Washington should proactively try to shape the calculus of these actors by making clear, through words and deeds, that their participation in the conflict would elicit a strong U.S. response. The Biden administration has made a good start in this regard, signaling from the first day of the crisis that the dispatch of U.S. military assets toward the East Mediterranean was intended “to respond to any contingencies and minimize the risk of a wider spread conflict,” adding that the United States would be “deeply concerned about Hezbollah making the wrong decision and choosing to open a second front…” President Biden pointedly advised any states thinking of broadening the war: “Don’t.”

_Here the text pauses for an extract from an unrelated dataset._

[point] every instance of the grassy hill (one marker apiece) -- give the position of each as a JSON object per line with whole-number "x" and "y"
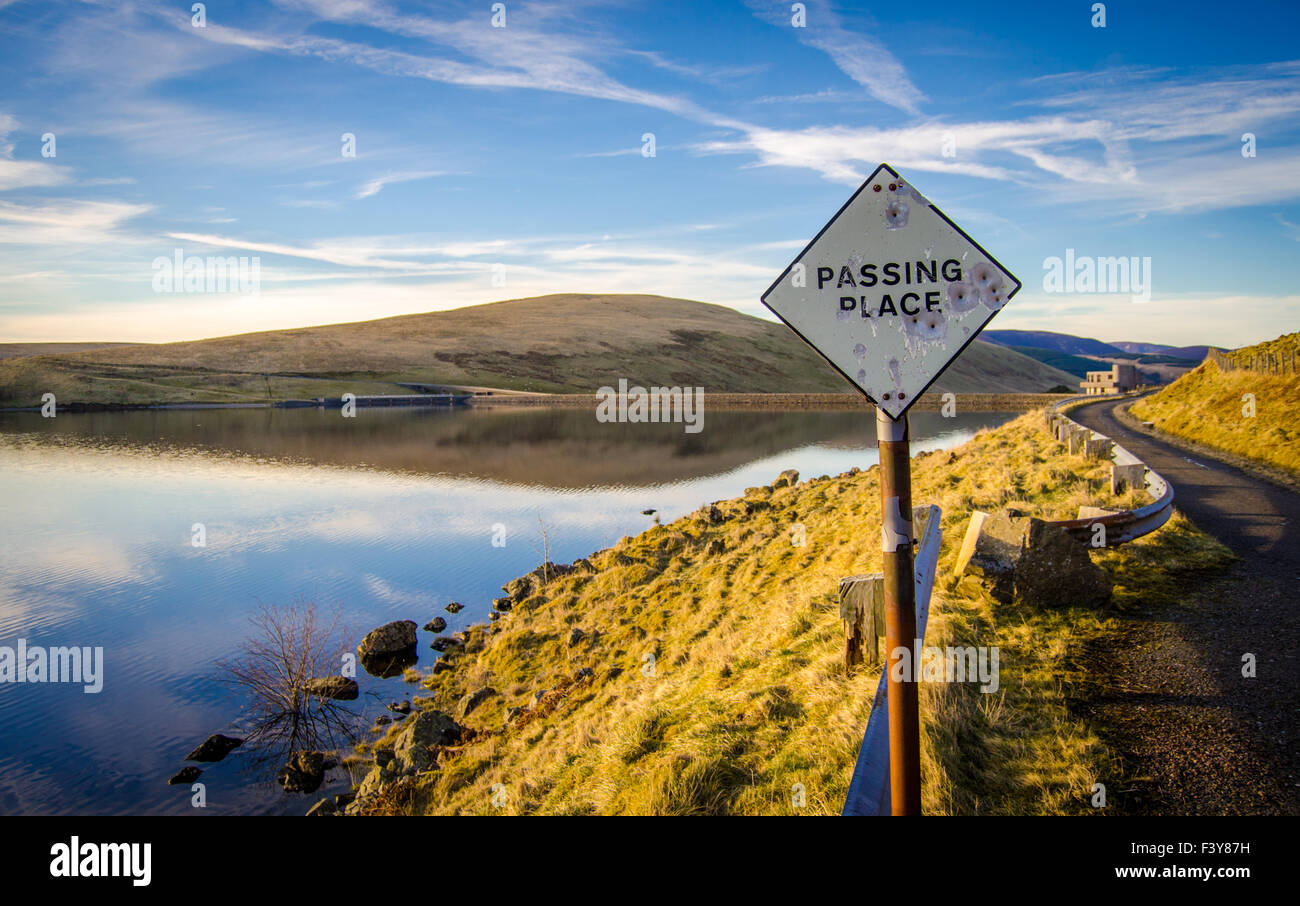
{"x": 746, "y": 696}
{"x": 1207, "y": 406}
{"x": 557, "y": 343}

U.S. support to Israel will need to be constantly adjusted. To this end, the United States should:
- Direct aircraft from the USS Gerald R. Ford Carrier Strike Group (CSG), now in the East Mediterranean, to rehearse strike missions and conduct standoff reconnaissance flights off the coast of Lebanon, with news crews reporting from the carrier’s flight deck.

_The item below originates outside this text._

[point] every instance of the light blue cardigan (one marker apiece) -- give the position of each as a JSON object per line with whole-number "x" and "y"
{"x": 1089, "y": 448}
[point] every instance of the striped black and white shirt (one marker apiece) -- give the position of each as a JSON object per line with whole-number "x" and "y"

- Quietly signal that U.S. F-35 stealth fighters are operating in the vicinity of Lebanese airspace.
- Direct the destroyers and cruisers of the Ford CSG to rehearse joint procedures with Israel’s strategic missile defenses—which are not currently engaged—to send a deterrent message to Hezbollah and Iran.
- Deploy heavy bombers to the Gulf region (including B-2 stealth bombers—which would be a first) to remind Tehran that its critical infrastructure—including its oil industry—could be struck if Hezbollah or Iran were to enter the war.
- Announce that the USS Dwight D. Eisenhower CSG—which will be leaving for the Mediterranean in the coming days—will visit the Arabian Sea in the course of its deployment.